第4話
それから半月ほどして、曾根兵六が帰国した。はたして兵六はかすり傷ひとつ負っていなかった。宇佐と斬り合って深手を負ったのは加治彦作で、加治は江戸屋敷に留まって怪我の手当てを受けているということだった。
宇佐甚九郎を打ち取るどころか、一人は落命し、藩内には嘲りと非難の声が巻き起こった。藩ではとりあえず曾根兵六に謹慎の処分を下した。
こういう事情を、路は夫の仲次郎から聞いたのである。上意討ちの無残な失敗には城内の恰好の話題になったらしく、仲次郎は急遽行った間取りの結果まで耳に入れていた。
三人の討手の指揮を取ったのは瀬田源八郎である。瀬田は緑高も多い上に、三人の中の一番の年高だったので、出発する時からその役目を振り当てられていた。
「これで、甚九郎には連れていまい」
宿はずれにひっそりと宿を取ったあと、つぶれた肉刺に火照る足を、濯ぎ盥の水に漬けながら瀬田が言った。だが兵六には、旅のどこかで宇佐甚九郎を追い越してしまった感覚があった。
もう一度宿外れの仁藤まで戻り、そこに宿を取ったのである。
すでに日は傾いていた。
「一杯やって旅の疲れを取ることが肝心じゃ」
瀬田の言葉に、あとの二人も異存はなかった。三人は旅の汗と埃にまみれて異臭を放つ身体はそのままに、浴びるほど酒を飲み、その夜は枕を高くして寝た。しかし翌日は早起きして、交代で雁金屋の見張りに付いた。
だが数日経っても、宇佐は姿を現さなかった。甚九郎が現れない理由について、三人はたびたび意見を交わした。考えられるのは、江戸に立ち寄ってそのまま留まっているか、あるいは最初から江戸にも掛け川にも向かわず、まったく別の方角に行ったかということだった。後の場合なら、掛け川に網を張っていても全くの無駄骨折りである。
「しかし、いずれは資金が尽きる」
と瀬田は言った。宇佐がどこに行こうと、いずれ暮らしの金に詰まって雁金屋に現れるに違いないから、こちらは路銀が尽きたら、一人は江戸屋敷まで戻って、その後の指示を仰げば良い。
瀬田の意見は明快だった。あとの二人もその意見に従ったが、事情がそういうふうに変わってくると、今日か明日かと斬り合いに備えたはじめの頃の緊張感は失われた。昼夜を分かたず酒は飲んではいたものの、一人は、決して飲まずに見張っていた。
その後、後始末のために掛川まで行った江戸屋敷の者が
「宇佐は掛川の手前の日坂の宿に半月も滞在して、討手の様子を探っていたらしい。向うが一枚上手だったということだ」と言っていた。

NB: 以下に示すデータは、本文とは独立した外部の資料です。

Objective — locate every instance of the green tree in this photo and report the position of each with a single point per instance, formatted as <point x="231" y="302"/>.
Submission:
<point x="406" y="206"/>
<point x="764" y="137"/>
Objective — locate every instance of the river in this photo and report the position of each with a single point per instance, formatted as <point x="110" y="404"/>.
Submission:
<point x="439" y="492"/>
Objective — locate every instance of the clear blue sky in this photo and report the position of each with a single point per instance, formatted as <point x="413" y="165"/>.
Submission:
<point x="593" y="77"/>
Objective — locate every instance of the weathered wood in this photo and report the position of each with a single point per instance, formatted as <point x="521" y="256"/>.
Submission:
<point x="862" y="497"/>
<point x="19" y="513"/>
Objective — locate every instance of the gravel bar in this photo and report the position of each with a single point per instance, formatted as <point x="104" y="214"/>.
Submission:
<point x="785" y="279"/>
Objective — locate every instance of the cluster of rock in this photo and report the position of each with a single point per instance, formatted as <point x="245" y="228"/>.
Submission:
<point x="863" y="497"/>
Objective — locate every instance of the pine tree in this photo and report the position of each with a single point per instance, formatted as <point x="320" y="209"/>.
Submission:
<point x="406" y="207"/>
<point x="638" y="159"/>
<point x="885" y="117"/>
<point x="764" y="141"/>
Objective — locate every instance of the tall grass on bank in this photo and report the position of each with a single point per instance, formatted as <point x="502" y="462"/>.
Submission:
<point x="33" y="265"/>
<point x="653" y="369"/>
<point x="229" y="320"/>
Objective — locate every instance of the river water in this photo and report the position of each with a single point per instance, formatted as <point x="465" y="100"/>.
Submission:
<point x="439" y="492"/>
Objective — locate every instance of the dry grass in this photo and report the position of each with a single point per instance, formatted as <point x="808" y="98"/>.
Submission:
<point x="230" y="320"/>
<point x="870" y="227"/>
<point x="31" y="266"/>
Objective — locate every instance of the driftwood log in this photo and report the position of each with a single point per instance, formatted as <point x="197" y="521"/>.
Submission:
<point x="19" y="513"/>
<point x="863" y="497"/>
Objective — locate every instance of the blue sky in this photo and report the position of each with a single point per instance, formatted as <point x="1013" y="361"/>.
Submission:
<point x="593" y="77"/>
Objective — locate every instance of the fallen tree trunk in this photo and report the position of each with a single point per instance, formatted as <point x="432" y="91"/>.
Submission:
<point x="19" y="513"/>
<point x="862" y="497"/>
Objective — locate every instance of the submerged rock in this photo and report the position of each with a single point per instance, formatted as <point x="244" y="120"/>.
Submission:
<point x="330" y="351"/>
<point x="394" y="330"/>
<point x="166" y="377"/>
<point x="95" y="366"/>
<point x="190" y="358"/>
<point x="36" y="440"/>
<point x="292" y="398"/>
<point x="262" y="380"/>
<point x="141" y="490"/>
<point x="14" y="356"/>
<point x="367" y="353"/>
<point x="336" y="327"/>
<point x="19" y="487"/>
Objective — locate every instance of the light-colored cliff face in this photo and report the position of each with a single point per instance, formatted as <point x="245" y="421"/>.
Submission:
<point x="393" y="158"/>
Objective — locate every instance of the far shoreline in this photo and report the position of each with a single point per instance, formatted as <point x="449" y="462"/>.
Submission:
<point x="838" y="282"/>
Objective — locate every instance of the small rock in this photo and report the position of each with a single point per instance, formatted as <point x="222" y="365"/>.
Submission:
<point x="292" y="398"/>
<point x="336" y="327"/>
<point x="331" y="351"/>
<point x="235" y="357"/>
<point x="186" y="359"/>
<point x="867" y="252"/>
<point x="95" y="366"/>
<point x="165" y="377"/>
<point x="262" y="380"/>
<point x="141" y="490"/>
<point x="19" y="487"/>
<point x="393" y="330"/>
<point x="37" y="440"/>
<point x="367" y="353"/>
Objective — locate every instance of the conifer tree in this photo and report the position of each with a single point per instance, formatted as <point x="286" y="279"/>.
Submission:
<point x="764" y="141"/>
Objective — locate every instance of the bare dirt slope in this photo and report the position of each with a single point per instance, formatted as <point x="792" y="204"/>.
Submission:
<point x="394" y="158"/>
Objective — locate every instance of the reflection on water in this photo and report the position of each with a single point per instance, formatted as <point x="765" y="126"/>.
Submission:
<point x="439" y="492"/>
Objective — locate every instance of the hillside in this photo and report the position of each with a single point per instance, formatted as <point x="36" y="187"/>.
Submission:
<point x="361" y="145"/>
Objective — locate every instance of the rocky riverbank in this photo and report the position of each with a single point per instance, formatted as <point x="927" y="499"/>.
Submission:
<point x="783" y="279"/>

路の仲次郎はそう言うと、嘲るように冷ややかな笑いと顔に浮かべた。
「曾根兵六は臼男殿の高弟と聞いておったが、何の役にも立たぬ男じゃな」
路は慎ましく沈黙した。しかし学問は出来ても兵法に縁のなかった夫が、兵六だけでなく死んだ父まで軽んじるような言葉を吐くのを、いささか腹に据えかねる思いで聞いた。夫の憎まれ口は癇に障るものだったが、言ってることは路も同感だった。なんと滑稽な人だろうと、路は兵六の事を思った。
「それで・・・」
路は顔を上げて夫を見た。夫への反感も押さえきった。
「曾根さまの処分は、どのような事になるのでしょうね」
「軽くはなかろう」
夫はひややかに言った。そしてそれが当然だろうと付け加えると、身体を回して書見に戻った。